SLE is a heterogeneous disease, and a complete understanding of its biological mechanisms is still lacking. Hence, evaluation of disease activity and severity of clinical manifestations is done by composite scores.8 Physicians’ assessments of disease activity in SLE and patients’ assessments of symptom distress are two perspectives that, when combined, reflect a more complete disease evaluation than if only one perspective is considered.24 Furthermore, collecting patients’ perspectives of symptoms facilitates interaction, reflection and ability to communicate symptoms and how they impact everyday life for patients.28 In the future, there is also a possibility to combine both perspectives with laboratory evaluations, where for example, measures of renal engagement are important, since they are not possible to capture by PROMs.

Further, our better correlations between Q-SLAQ and SLAM than with SLEDAI-2K demonstrate that the SLAM index includes a graded and broader range of SLE symptoms of importance to the patients, a previously discussed discrepancy.29 All these observations confirm the necessity to continue the discussion on how to differentiate disease activity from disease burden/impact and damage.3 These aspects are equally important but need different approaches and treatment actions.

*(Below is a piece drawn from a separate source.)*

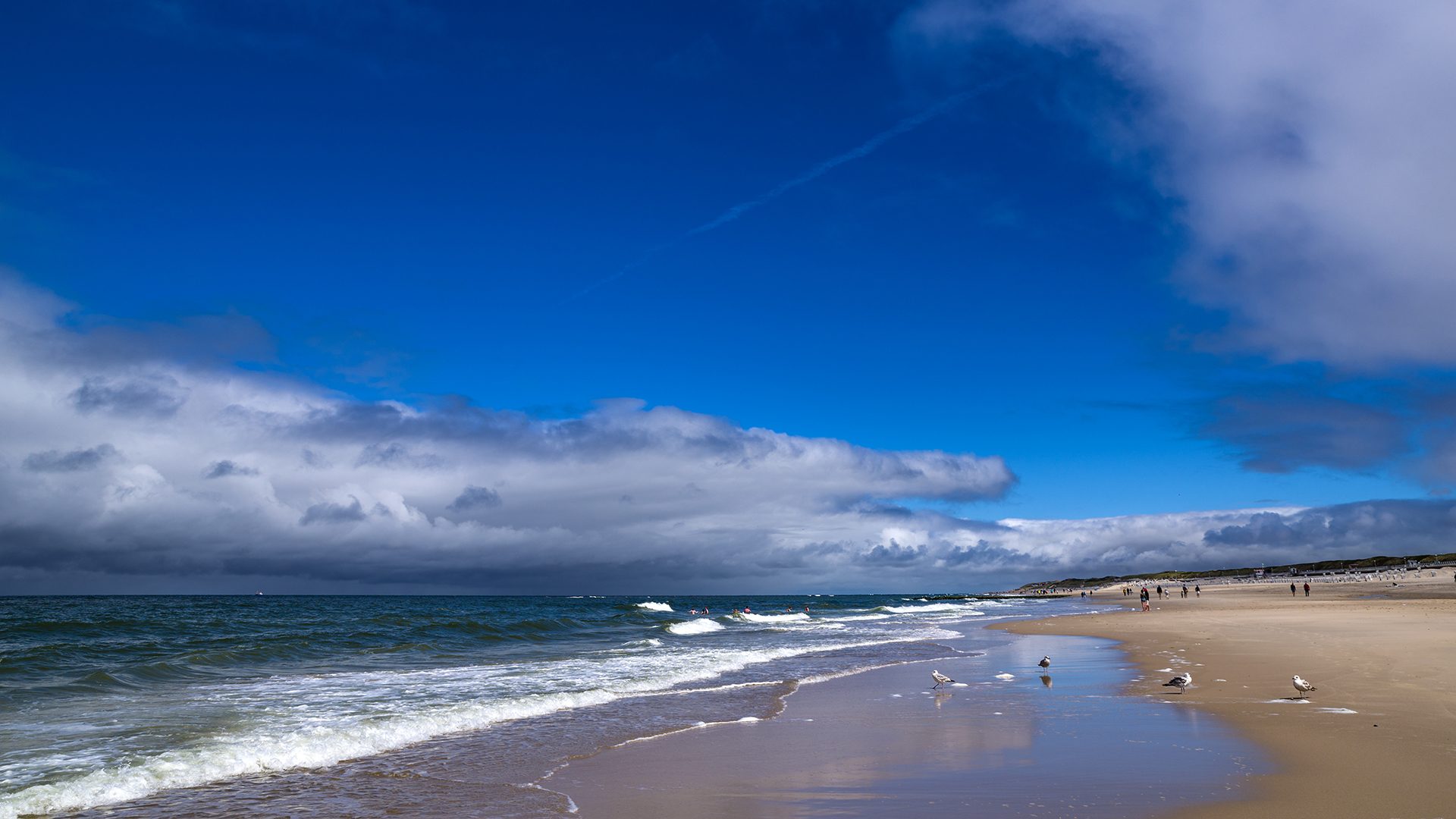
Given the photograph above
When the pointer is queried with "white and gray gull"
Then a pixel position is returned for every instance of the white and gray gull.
(1180, 682)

We included 115 paired patient and physician assessments and we validated Q-SLAQ versus SLAQ in an additional set of 85 patients. A limited number, though our study comprises more participants than the first SLAQ study conducted by Karlson et al.5 The high response rate suggests that the questionnaire is easy to answer, which is a strength of this study. Test–retest analysis could not be performed to further validate the Q-SLAQ. This is recommended in future studies, and longitudinal studies are also needed to test how well Q-SLAQ can capture change in disease activity. Our additional data collection, with a clinical sample with and without physicians’ assessment, confirm that the Q-SLAQ present comparable data to SLAQ; however, we acknowledge that the sample is small.

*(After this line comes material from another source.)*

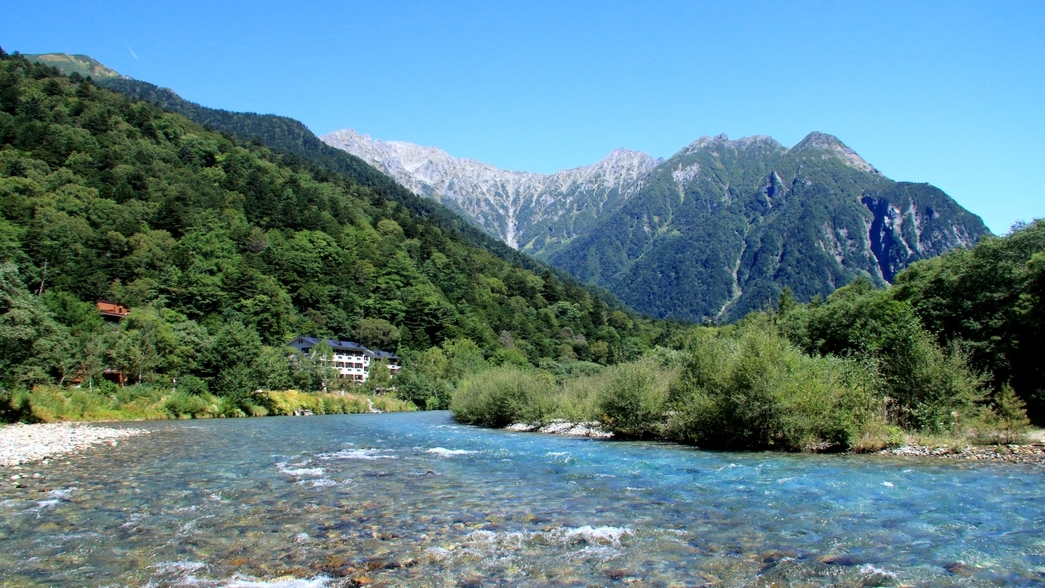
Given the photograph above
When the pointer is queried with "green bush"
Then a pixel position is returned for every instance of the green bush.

We acknowledge that the original SLAQ,5 which is translated into several languages,7 15 21 22 is suitable for epidemiological studies with comparisons between countries. Nevertheless, the SLAQ is extensive, and in clinical everyday practice with frequent visits, we stress that a shorter questionnaire that covers a shorter period would be preferable. Additionally, we find that the care of today tends to include more and more digital contacts, and it is thus important to have validated patients’ assessments that we could use in a structured way. Since Q-SLAQ have the same structure and key elements as the SLAQ, we recommend Q-SLAQ rather than a completely different assessment.

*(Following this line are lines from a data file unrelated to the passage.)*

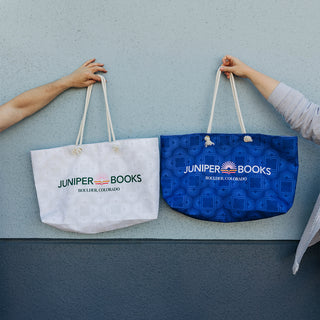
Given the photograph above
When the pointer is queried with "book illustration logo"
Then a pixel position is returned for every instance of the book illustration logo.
(228, 167)
(101, 181)
(89, 181)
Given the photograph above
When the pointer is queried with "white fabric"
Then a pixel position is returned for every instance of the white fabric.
(100, 187)
(235, 98)
(311, 235)
(303, 116)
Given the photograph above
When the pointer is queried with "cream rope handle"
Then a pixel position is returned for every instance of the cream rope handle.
(77, 149)
(236, 103)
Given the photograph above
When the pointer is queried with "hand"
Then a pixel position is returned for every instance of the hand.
(85, 75)
(234, 65)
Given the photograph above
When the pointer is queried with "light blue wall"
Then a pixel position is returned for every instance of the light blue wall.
(161, 57)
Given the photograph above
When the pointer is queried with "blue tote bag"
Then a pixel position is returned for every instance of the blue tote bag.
(229, 177)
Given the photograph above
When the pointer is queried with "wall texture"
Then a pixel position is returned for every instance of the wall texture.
(163, 280)
(161, 58)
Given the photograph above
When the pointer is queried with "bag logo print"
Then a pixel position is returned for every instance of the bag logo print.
(101, 181)
(229, 167)
(129, 178)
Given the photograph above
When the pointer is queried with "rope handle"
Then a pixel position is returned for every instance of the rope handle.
(236, 103)
(77, 149)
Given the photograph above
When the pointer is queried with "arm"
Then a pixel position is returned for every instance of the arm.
(35, 99)
(262, 82)
(302, 115)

To conclude, the performance of the shorter Q-SLAQ is similar to the original version of the SLAQ, demonstrating that it can be used to monitor disease activity in SLE. As we and others5 noted the substantial discrepancy between physicians’ and patients’ assessments of thoracic and respiratory pain/symptoms, further investigations of these items are clearly needed. We also explored the inclusion of sicca symptoms, based on patient suggestions, but believe that they are manifestations of damage rather than disease activity and should therefore not be part of Q-SLAQ. Overall, our results are encouraging and support the use of the Q-SLAQ in clinical care. We believe it is especially well suited in clinical situations when it is not possible to conduct physical examinations, for example, to support digital and telephone contacts, but also for registry purposes.